Di kesempatan yang berbeda, Ketua LP Ma’arif NU, Kiai Ahmad Majdi Tsabit menjelaskan, dua kegiatan ini sejatinya merupakan bagian dari rangkaian kegiatan serentak HSN yang diadakan oleh Pengurus Cabang Nahdlatul Ulama (PCNU). Lalu beliau berbagi cerita tentang harapan kepada generasi muda khususnya Z.
“Generasi Z itu cerdas-cerdas. Dengan mengajak mereka berbagi sudut pandang tentang Aswaja An-Nahdliyah, dapat menstimulus nilai-nilai luhur di dalam keseharian mereka.

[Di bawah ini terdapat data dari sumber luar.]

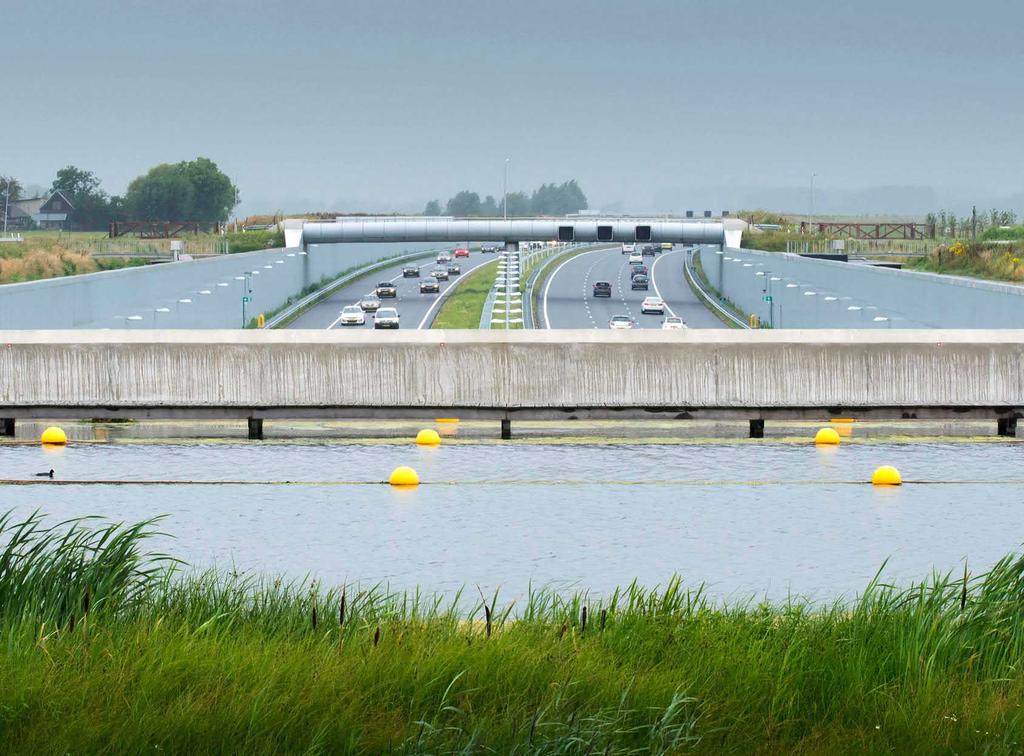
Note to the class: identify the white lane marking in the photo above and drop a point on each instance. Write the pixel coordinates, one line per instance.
(653, 281)
(547, 284)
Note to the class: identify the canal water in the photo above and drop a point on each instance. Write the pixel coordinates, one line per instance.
(751, 519)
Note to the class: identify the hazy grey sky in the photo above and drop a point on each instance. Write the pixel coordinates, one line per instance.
(900, 105)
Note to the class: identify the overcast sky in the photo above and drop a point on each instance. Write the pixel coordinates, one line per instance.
(900, 106)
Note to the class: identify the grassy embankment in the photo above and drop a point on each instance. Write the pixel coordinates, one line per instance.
(464, 307)
(105, 648)
(978, 259)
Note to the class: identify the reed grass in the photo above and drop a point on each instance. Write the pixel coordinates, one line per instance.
(166, 659)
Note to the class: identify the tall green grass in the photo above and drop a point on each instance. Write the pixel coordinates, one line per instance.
(165, 659)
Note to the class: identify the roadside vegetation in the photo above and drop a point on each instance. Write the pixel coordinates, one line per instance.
(464, 307)
(107, 646)
(978, 259)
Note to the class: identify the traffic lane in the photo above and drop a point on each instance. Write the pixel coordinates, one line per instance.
(566, 296)
(669, 282)
(411, 304)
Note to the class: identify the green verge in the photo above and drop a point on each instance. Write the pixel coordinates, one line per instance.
(464, 307)
(109, 649)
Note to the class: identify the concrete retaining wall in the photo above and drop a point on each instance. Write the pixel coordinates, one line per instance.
(260, 371)
(109, 299)
(897, 298)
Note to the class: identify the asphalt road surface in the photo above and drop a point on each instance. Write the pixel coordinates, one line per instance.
(567, 298)
(413, 306)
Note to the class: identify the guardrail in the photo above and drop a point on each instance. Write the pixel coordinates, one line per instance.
(292, 310)
(707, 296)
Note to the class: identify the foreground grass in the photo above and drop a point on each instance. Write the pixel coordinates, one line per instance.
(464, 307)
(107, 648)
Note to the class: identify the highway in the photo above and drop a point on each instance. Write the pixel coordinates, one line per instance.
(567, 298)
(413, 306)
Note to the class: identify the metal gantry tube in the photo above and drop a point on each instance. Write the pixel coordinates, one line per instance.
(519, 229)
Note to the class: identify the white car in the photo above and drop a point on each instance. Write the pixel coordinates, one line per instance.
(652, 305)
(352, 316)
(386, 318)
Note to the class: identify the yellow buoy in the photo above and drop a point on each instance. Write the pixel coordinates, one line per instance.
(428, 437)
(826, 436)
(54, 436)
(403, 476)
(887, 475)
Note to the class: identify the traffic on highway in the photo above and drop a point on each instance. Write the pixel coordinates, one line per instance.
(404, 295)
(623, 288)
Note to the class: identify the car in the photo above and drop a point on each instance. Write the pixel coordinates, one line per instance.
(652, 305)
(351, 316)
(386, 318)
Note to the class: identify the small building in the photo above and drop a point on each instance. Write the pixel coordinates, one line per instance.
(50, 211)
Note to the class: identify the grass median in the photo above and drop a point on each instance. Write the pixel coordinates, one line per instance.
(108, 648)
(464, 306)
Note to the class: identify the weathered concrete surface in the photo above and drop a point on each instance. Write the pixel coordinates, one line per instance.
(332, 373)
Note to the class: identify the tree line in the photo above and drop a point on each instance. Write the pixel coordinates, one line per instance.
(193, 191)
(549, 199)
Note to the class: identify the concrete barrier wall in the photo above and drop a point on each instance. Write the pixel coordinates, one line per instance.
(897, 298)
(516, 369)
(109, 299)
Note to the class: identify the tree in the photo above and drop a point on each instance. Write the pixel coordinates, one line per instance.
(194, 191)
(464, 204)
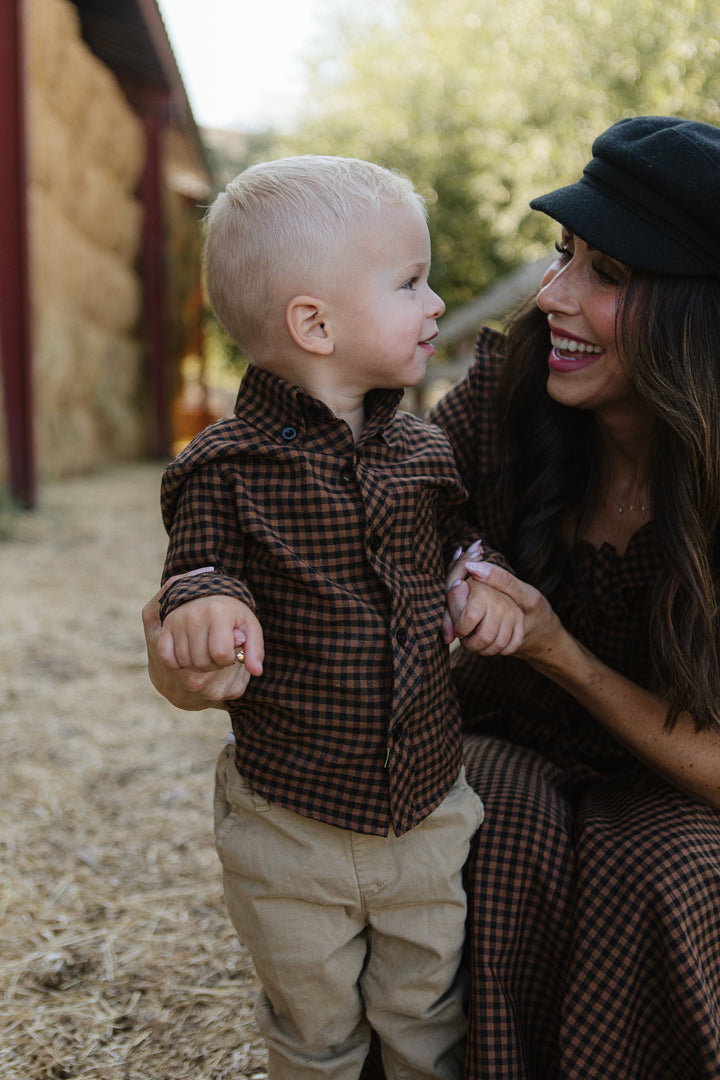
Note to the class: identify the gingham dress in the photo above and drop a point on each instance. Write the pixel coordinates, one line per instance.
(594, 935)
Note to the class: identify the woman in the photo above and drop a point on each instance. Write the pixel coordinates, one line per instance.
(595, 885)
(588, 437)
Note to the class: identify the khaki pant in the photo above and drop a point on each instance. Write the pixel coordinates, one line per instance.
(349, 930)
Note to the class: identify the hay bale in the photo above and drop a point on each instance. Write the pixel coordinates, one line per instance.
(50, 25)
(110, 217)
(112, 135)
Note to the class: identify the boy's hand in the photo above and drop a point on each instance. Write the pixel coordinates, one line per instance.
(486, 620)
(206, 634)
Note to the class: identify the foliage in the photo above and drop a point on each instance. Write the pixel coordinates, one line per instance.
(486, 103)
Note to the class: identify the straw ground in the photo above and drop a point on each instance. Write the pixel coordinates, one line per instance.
(117, 958)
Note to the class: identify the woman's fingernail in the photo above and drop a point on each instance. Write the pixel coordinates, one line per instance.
(480, 570)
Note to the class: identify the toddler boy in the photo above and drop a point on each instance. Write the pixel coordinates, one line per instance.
(314, 529)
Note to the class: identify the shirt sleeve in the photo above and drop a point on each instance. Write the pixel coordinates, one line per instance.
(467, 415)
(204, 532)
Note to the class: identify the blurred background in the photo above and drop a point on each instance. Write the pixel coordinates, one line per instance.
(121, 119)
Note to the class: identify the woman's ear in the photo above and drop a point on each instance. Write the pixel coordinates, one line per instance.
(308, 326)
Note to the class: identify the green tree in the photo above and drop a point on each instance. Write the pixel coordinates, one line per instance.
(486, 103)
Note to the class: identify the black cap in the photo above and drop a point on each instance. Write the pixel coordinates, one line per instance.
(650, 197)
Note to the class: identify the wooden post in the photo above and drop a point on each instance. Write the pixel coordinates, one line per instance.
(153, 274)
(15, 339)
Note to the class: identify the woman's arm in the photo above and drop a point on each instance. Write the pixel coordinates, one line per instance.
(684, 757)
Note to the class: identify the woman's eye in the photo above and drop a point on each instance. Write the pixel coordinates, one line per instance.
(612, 275)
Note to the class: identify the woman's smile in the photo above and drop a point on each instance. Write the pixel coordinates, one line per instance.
(570, 353)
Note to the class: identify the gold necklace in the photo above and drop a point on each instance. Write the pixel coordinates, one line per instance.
(640, 508)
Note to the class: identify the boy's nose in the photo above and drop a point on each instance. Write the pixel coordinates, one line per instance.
(435, 306)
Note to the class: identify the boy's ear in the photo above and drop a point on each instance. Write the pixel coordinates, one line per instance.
(304, 319)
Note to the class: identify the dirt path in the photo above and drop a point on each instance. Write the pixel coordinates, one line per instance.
(117, 959)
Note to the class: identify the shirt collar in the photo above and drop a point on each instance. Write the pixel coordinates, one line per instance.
(276, 407)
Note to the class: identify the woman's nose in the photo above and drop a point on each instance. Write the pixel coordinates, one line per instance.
(557, 291)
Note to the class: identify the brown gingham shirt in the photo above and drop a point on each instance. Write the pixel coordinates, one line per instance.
(340, 549)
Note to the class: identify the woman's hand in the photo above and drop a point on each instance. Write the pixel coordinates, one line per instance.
(187, 688)
(529, 628)
(688, 759)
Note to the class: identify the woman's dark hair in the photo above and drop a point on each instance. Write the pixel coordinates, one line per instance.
(668, 333)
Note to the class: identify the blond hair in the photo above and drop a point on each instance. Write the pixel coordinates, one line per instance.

Syukur-syukur dapat menginspirasi teman-temannya agar semakin banyak generasi muda yang dapat membentengi diri dan komunitas secara bersamaan kini dan seterusnya,” harap Dekan Fakultas Ekonomi dan Bisnis Islam (FEBI) Instika Guluk-Guluk itu.
Tak sampai di situ, saat berita ini ditulis, para peserta yang masuk 10 Besar sedang dalam proses akhir yakni wawancara. Kegiatan ini diadakan di kantor PCNU Sumenep. Adapun pengumuman pemenangnya akan diumumkan pada di puncak perayaan HSN 2021 mendatang.
“HSN sendiri merupakan hari peringatan tentang kaum sarungan yang diadakan setiap tanggal 22 Oktober sejak 2015 lalu. Tahun 2021 ini, Kementerian Agama RI membawa tema ‘Santri Siaga Jiwa Raga’. Oleh karena itu, di masa pandemi ini, santri tetap siaga menjaga kesehatannya,” pinta Kiai Majdi.